For me, getting real about systemic change involves, in part, learning to measure our results (statistical research), so that we can learn and grow, and celebrate and share with others what we find - and I am delighted to be able to share the above initial findings with you all.
Another aspect is giving open access to the results of this learning. So I would like to share information on talks and in depth presentations I will be offering on this work in North America and Canada in March:
On March 9th and 10th I will be in Washington, DC and Fairfax, Virginia - at a school mediation conference.
On March 11th in Toronto - at a large, private boy's school.
On March 13th, 14th and 15th in New York City - at John Jay College of Criminal Justice.
On March 20th, 21st and 22nd in Montreal.
On March 23rd, 24th and 25th in several public schools in Vermont.
For more information on all these visits please write to contact [at] restorativecircles [dot] org We can receive and reply to inquiries in English, French, German, Portuguese, Italian, Swedish and Dutch.
While a couple of these events are being funded by asking for individuals to make financial contributions, I believe it is no one's intention that participation be decided on the grounds of access to money. If there are economic issues for you, and you have a strong desire to come, PLEASE let us know. We will all be enriched by you doing so.
I hope greatly to strengthen the tools and options available to educators working with, or wanting to work with, NVC in educational settings. As a former school teacher, I'm awed by anyone who even tries. My experience suggests to me that some institutions such as these value definable procedures, and that, as such, Restorative Circles can be a useful support for NVC work in schools, or a way to open the door.

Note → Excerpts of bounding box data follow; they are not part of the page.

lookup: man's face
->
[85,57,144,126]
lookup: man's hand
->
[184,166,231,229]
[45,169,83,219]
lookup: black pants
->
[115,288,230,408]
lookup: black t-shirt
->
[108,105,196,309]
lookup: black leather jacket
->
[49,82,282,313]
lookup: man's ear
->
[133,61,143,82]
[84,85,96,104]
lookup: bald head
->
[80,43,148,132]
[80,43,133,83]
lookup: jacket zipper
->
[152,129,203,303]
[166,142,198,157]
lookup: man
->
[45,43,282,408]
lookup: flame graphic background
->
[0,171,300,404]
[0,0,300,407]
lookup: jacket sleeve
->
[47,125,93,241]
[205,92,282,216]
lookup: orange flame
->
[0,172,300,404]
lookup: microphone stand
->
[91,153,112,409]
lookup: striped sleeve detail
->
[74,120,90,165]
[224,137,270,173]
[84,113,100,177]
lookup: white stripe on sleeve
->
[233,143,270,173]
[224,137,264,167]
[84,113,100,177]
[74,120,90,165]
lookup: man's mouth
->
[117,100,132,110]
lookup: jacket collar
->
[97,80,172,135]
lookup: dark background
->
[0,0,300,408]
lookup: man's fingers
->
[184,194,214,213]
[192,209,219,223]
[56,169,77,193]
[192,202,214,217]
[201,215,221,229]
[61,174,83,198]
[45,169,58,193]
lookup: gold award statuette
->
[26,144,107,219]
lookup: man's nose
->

With a smile, but quite seriously, I let schools I speak to know that, if they let me, I'll use the Circles as a Trojan horse. I want much more than to offer a more effective means of supporting social cohesion and peace skills. But I understand that the stakes are high, and suggest they test out the doability of a non-violent ethos for education, before they let something like NVC begin transforming classrooms and school structure in a profound way. The Circles have been a useful first step for some. I hope they will be for you.